When you have rental properties, be prepared to have additional reserves (savings) required based on how many properties are owned.
If you have questions about qualifying for a mortgage for a home located in Washington State, please contact me. If you would like a personal rate quote from me for an home located in Washington state, click here.
Hi Brian,
Sorry about the delay w/publishing your comment…you wouldn’t believe how many spammy comments I receive.
From the VA Lenders Handbook:
Analysis: Rental of Other Property Not Securing the VA Loan
Rental income verified as stable and reliable may be included in effective income. If there is little or no prior rental history on the property, make a determination based on review of:
• documentation of the applicant’s prior experience managing rental units or other background involving both property maintenance and rental
• any leases on the property, and
• the strength of the local rental market.

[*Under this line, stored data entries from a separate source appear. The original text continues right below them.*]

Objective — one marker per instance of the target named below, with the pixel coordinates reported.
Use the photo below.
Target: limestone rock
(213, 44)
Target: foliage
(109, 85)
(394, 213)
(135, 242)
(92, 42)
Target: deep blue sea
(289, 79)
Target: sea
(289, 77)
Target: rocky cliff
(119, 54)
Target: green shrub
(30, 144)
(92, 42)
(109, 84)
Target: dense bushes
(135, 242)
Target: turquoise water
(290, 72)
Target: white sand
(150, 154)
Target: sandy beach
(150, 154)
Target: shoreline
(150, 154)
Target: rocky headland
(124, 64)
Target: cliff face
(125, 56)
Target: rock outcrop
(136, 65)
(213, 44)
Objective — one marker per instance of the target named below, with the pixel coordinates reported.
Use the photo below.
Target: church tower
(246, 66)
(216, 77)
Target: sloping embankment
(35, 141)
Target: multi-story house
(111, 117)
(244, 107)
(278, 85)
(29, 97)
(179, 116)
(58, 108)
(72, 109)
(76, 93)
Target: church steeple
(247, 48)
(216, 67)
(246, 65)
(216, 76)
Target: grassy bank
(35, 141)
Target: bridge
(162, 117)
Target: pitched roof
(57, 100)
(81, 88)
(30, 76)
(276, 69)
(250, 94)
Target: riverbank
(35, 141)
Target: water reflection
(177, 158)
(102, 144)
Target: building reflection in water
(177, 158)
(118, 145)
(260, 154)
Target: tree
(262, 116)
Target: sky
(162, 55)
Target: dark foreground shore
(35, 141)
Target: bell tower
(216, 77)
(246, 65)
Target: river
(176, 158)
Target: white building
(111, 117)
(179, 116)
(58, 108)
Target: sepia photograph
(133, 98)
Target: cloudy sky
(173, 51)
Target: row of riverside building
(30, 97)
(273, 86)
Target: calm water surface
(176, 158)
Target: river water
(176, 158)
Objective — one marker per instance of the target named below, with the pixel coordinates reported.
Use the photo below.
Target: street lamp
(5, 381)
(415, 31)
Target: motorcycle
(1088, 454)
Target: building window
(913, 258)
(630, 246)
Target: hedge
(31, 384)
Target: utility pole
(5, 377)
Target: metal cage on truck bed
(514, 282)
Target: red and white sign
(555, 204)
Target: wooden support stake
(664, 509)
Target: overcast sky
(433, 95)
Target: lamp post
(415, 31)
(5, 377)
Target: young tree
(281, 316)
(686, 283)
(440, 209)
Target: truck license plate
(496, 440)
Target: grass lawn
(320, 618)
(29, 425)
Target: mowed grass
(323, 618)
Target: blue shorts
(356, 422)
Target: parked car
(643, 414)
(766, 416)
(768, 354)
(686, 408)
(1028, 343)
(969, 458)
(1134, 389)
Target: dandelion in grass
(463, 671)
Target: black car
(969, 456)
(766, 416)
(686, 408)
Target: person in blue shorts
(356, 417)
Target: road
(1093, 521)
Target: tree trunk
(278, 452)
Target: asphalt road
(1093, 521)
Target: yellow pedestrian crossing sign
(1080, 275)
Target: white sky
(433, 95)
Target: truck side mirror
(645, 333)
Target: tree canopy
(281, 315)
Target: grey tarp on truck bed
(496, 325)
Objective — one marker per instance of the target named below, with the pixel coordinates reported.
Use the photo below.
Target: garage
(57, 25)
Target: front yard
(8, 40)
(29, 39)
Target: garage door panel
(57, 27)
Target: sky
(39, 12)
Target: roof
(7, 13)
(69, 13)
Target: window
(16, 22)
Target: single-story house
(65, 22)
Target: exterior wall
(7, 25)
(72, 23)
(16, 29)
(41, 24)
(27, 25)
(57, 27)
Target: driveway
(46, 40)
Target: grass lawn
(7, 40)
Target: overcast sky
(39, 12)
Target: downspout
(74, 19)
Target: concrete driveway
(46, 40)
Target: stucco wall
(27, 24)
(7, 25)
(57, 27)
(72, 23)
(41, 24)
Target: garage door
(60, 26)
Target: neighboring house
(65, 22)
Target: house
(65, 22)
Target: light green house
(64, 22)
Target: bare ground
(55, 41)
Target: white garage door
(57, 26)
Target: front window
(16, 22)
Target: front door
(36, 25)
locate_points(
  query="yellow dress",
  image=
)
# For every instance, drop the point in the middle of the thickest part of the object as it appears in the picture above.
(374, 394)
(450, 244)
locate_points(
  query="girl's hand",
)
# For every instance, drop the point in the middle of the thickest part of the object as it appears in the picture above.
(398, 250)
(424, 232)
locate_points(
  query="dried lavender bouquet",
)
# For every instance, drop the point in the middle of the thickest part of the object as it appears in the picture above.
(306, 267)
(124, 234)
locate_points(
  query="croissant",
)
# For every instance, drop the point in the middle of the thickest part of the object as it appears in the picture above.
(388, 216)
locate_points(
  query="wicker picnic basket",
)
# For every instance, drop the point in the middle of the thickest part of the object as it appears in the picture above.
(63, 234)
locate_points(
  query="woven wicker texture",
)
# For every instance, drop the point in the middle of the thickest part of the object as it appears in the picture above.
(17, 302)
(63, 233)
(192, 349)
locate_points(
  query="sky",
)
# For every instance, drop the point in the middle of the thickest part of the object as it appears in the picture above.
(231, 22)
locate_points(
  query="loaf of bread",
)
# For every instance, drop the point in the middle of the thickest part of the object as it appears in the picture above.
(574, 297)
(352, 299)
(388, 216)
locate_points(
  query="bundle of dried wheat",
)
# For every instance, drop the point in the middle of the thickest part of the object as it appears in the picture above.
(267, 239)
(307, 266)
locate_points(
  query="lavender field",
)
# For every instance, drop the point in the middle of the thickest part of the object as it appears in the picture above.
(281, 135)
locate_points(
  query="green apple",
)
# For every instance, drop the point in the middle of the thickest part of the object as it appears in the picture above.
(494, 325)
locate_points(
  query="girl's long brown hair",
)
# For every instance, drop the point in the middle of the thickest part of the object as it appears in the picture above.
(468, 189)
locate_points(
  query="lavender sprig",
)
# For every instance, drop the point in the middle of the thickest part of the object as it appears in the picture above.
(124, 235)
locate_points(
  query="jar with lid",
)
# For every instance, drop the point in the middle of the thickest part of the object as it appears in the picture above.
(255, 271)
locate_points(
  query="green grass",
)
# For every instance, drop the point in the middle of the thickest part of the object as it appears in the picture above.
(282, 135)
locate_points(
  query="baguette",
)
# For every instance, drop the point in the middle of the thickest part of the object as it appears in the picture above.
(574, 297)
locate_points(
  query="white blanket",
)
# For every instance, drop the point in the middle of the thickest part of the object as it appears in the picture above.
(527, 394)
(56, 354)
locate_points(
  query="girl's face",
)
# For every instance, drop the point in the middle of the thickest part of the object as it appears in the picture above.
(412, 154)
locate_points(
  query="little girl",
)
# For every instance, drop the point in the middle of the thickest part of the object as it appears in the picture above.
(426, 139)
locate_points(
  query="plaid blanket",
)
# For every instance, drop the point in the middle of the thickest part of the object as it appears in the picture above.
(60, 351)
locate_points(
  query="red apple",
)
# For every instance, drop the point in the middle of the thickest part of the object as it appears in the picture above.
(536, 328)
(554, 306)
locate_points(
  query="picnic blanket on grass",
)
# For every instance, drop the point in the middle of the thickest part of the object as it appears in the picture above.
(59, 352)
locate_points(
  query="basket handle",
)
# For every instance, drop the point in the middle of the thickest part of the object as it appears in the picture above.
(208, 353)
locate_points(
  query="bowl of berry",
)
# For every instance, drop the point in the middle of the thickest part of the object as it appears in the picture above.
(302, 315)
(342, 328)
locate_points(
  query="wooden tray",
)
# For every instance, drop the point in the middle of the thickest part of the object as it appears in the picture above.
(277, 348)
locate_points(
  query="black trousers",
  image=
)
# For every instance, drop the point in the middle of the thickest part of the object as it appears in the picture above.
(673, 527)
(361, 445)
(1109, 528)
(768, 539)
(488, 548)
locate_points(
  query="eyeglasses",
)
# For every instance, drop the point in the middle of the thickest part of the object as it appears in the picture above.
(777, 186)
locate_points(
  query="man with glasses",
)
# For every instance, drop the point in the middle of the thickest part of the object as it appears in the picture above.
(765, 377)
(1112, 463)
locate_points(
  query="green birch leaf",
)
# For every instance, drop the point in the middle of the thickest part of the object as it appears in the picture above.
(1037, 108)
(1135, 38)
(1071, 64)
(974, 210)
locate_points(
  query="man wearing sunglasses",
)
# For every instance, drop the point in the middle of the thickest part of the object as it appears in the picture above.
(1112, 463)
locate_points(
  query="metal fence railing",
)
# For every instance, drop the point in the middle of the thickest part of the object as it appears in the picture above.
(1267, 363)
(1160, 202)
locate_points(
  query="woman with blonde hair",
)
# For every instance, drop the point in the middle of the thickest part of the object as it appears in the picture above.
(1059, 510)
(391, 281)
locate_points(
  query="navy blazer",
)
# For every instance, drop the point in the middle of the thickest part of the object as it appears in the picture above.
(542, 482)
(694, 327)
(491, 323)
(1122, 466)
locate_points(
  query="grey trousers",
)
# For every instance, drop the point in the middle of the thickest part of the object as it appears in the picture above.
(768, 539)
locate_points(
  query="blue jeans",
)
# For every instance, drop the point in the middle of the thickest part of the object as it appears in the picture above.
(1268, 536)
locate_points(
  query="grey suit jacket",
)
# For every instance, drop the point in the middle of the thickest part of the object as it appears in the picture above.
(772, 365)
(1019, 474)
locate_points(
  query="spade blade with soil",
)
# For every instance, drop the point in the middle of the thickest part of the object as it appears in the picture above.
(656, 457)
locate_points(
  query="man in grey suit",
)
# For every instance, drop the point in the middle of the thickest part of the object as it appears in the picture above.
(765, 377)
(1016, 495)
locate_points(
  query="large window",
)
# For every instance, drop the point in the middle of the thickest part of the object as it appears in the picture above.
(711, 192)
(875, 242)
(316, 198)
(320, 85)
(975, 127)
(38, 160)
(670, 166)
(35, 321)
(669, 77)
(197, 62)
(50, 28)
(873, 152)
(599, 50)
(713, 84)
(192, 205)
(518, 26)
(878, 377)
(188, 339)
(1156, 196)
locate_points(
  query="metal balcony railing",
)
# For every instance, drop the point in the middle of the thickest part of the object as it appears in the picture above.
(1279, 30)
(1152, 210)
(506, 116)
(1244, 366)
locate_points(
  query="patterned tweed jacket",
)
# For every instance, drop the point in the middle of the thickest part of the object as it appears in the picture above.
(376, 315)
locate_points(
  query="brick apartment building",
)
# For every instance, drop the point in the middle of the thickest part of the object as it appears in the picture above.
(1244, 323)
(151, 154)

Property depreciation claimed as a deduction on the tax returns may be included in effective income.
2 – I’m double checking.
Dumb question, but in your example once you’ve done this calculation to get the net rental income and its negative, is the $2K mortgage payment removed from the total debt sum and replaced with the $500 negative debt? Or is the $500 ADDED to the 2K debt service–which doesn’t seem fair because then none of the rental income is being used to offset the debt service.
With this scenario, mortgage payment is offset by the rent however when you add the 75% factor for the rental payment, it’s a hit of $500 per month.
I’ve owned a rental property for two years now and was hoping to leverage the rental income of this property after 2 years to qualify for a HELOC to buy another home. It was always my assumption I could use 75% of my gross rental income to qualify for the loan as my current DTI without rental income considered is already over 43%. My gross rental income is around 22K, but my Net rental income after expenses is only 2K on my schedule E. So you are saying here only 2K would be considered on a new loan application? well…. in my situation I couldn’t qualify for much on a HELOC? this doesn’t seem right? am I missing something?
The lender is going to wonder what your deductions are on your Schedule E. Are they re-occuring? Is it a one time loss?
A family member applied for a HELOC on his primary home with about 50% equity. FICO score over 800 and good income. He has two rentals that he has owned for several years. The underwriter looked at his past 2 years schedule E’s which both showed a paper loss and determined that he had losses from his rentals. The properties actually have actual net income, but of course, the schedule E’s also show depreciation which allows for a tax write off. Also, with 75% of rent, he would still show a small income, but that method wasn’t used. The underwriter first wanted him to use the HELOC to pay off his only credit with a balance of a couple thousand. AND his student loan balance AND the mortgage on one of the rentals . Its about $37K and then he would own that one free and clear. After that, he would have no other debt than the mortgages on the primary and 2nd rental. He agreed and then the HELOC was denied the loan stating that the losses would bring his income down too low. The rentals actually hurt him. Is this right?
Hi Marg,
We would not use the schedule E if he was qualifying with paying all of the mortgages.
Otherwise we take the net rent, add back in taxes, insurance, mortgage interest, HOA dues and depreciation. Take that amount away from the total cost then subtract the PITI and that is your net rent that we would most likely use.
Thank you. I am interested in buying income property, and just saw a duplex that I really liked. The problem is that I was trying to figure out how much of a down payment I needed, and how the income on the 2 units would figure out. Your answer was so clear, and answered more questions that I had not even thought of.